Giant light bars give you useful visibly in foul weather and the pitch-black of remote trails. But let's be real; 99% of the time you can navigate the night just fine with the two headlights god gave you. Who cares, extra lights will instantly make your car look extra awesome.
I'm a grumpy old man, so I'm a fan of the old-school spotties. Round, not this newfangled squareshit you kids cram between Monster Energy stickers. (Actually, I finally got to use a rectangular LED light bar in the Mojave last week and it was like summoning the freaking sun.)
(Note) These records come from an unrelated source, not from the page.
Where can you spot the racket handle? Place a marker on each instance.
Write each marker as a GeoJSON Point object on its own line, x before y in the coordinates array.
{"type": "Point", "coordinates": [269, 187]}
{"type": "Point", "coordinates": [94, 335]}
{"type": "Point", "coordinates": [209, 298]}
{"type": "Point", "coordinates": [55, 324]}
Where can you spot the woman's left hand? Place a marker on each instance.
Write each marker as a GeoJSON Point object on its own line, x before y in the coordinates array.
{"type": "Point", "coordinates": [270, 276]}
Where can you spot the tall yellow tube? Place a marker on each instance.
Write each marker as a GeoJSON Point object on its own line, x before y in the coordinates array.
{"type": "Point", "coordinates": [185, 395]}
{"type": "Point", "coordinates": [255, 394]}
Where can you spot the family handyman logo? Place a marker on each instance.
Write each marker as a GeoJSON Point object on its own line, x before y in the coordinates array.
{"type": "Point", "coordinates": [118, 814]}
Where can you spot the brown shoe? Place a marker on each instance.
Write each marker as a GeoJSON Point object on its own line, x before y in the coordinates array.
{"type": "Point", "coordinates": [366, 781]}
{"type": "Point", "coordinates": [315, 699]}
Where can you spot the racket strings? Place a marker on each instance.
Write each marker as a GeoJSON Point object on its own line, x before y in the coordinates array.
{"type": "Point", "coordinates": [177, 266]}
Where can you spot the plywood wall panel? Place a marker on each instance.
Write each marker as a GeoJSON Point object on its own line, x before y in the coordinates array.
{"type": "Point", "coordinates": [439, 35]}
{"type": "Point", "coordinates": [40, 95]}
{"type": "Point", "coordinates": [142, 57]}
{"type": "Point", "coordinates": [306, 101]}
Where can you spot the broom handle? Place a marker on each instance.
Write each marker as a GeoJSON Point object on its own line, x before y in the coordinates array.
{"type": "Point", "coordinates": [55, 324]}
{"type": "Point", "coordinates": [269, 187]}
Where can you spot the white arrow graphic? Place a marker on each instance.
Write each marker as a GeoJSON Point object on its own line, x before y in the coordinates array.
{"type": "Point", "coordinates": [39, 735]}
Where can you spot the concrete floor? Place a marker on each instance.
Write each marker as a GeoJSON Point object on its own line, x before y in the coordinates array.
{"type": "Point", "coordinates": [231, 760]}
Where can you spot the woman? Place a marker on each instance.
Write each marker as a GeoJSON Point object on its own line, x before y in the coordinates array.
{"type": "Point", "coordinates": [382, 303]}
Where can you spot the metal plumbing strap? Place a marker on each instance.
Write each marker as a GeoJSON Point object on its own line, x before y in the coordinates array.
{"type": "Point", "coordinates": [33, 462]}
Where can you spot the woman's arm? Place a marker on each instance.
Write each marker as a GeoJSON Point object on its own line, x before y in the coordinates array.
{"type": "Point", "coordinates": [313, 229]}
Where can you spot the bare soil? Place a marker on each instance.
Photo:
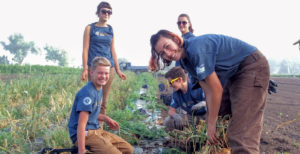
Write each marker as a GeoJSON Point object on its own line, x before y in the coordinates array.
{"type": "Point", "coordinates": [281, 129]}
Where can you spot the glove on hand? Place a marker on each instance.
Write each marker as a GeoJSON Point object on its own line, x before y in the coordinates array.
{"type": "Point", "coordinates": [272, 87]}
{"type": "Point", "coordinates": [178, 122]}
{"type": "Point", "coordinates": [198, 106]}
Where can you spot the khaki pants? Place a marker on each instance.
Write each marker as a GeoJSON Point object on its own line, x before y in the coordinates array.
{"type": "Point", "coordinates": [244, 97]}
{"type": "Point", "coordinates": [103, 142]}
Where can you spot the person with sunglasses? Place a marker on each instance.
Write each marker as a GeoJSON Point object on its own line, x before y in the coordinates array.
{"type": "Point", "coordinates": [234, 76]}
{"type": "Point", "coordinates": [185, 26]}
{"type": "Point", "coordinates": [99, 41]}
{"type": "Point", "coordinates": [185, 97]}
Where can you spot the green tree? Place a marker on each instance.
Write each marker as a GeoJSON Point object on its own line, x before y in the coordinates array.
{"type": "Point", "coordinates": [4, 60]}
{"type": "Point", "coordinates": [56, 55]}
{"type": "Point", "coordinates": [19, 48]}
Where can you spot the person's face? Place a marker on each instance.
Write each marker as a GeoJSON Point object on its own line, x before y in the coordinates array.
{"type": "Point", "coordinates": [100, 75]}
{"type": "Point", "coordinates": [183, 25]}
{"type": "Point", "coordinates": [167, 49]}
{"type": "Point", "coordinates": [176, 83]}
{"type": "Point", "coordinates": [105, 14]}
LEDs of course have many advantages over halogens; they use way less power, make less heat, and the flat ones give you less of an aerodynamic penalty at higher speed. I'll probably strike a compromise and get some round ones for my Scout when it finally comes to life. Or not, nothing wrong with decorating a lawn ornament right?
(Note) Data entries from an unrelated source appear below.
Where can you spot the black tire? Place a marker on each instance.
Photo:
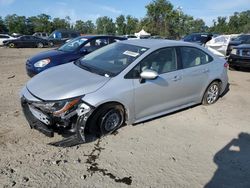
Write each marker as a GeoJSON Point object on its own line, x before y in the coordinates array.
{"type": "Point", "coordinates": [40, 45]}
{"type": "Point", "coordinates": [232, 68]}
{"type": "Point", "coordinates": [211, 94]}
{"type": "Point", "coordinates": [12, 45]}
{"type": "Point", "coordinates": [51, 44]}
{"type": "Point", "coordinates": [105, 120]}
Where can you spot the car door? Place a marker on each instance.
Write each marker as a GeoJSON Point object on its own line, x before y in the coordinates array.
{"type": "Point", "coordinates": [164, 92]}
{"type": "Point", "coordinates": [195, 74]}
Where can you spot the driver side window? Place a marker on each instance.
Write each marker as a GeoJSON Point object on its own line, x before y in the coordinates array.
{"type": "Point", "coordinates": [160, 61]}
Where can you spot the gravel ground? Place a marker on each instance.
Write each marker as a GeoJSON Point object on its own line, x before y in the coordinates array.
{"type": "Point", "coordinates": [200, 146]}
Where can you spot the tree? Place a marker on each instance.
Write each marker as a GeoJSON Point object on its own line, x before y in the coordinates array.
{"type": "Point", "coordinates": [131, 24]}
{"type": "Point", "coordinates": [43, 23]}
{"type": "Point", "coordinates": [85, 27]}
{"type": "Point", "coordinates": [3, 27]}
{"type": "Point", "coordinates": [16, 24]}
{"type": "Point", "coordinates": [121, 25]}
{"type": "Point", "coordinates": [159, 14]}
{"type": "Point", "coordinates": [59, 23]}
{"type": "Point", "coordinates": [105, 25]}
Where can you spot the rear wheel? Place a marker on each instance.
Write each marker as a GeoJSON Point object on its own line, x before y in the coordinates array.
{"type": "Point", "coordinates": [40, 45]}
{"type": "Point", "coordinates": [106, 120]}
{"type": "Point", "coordinates": [211, 94]}
{"type": "Point", "coordinates": [11, 45]}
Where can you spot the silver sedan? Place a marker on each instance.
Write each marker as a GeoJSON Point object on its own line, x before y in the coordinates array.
{"type": "Point", "coordinates": [123, 83]}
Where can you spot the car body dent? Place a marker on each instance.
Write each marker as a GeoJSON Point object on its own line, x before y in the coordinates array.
{"type": "Point", "coordinates": [142, 101]}
{"type": "Point", "coordinates": [67, 85]}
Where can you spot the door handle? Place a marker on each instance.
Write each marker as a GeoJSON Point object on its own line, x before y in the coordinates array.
{"type": "Point", "coordinates": [176, 78]}
{"type": "Point", "coordinates": [205, 70]}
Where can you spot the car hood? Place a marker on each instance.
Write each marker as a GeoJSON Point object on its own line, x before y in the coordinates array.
{"type": "Point", "coordinates": [63, 82]}
{"type": "Point", "coordinates": [47, 54]}
{"type": "Point", "coordinates": [243, 46]}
Can you go overboard with extra lights? Sure. But a coupe torches tucked into the front bumper, or best of all an extra rack of four across the top (homersimpsondrool.jpg) just looks boss.
Case in point, I submit my old Land Rover. Look how much cooler it got with $100 worth of Hellas and a few pieces of hardware!
Come on:
Kia knew they had to make their Trail'ster concept look cooler and off-roady but they didn't want to actually do anything. The solution? Toss a couple bigass lights on there! And you bet it worked:
Also an obviously improvement (thanks Jacob):
Even this is an upgrade:
Okay, this guy might be overdoing it:
(In that Wrangler's defense, it was a demo vehicle for an LED vendor.)
So bring on the counterpoints. And who's in for round versus square on extra lights?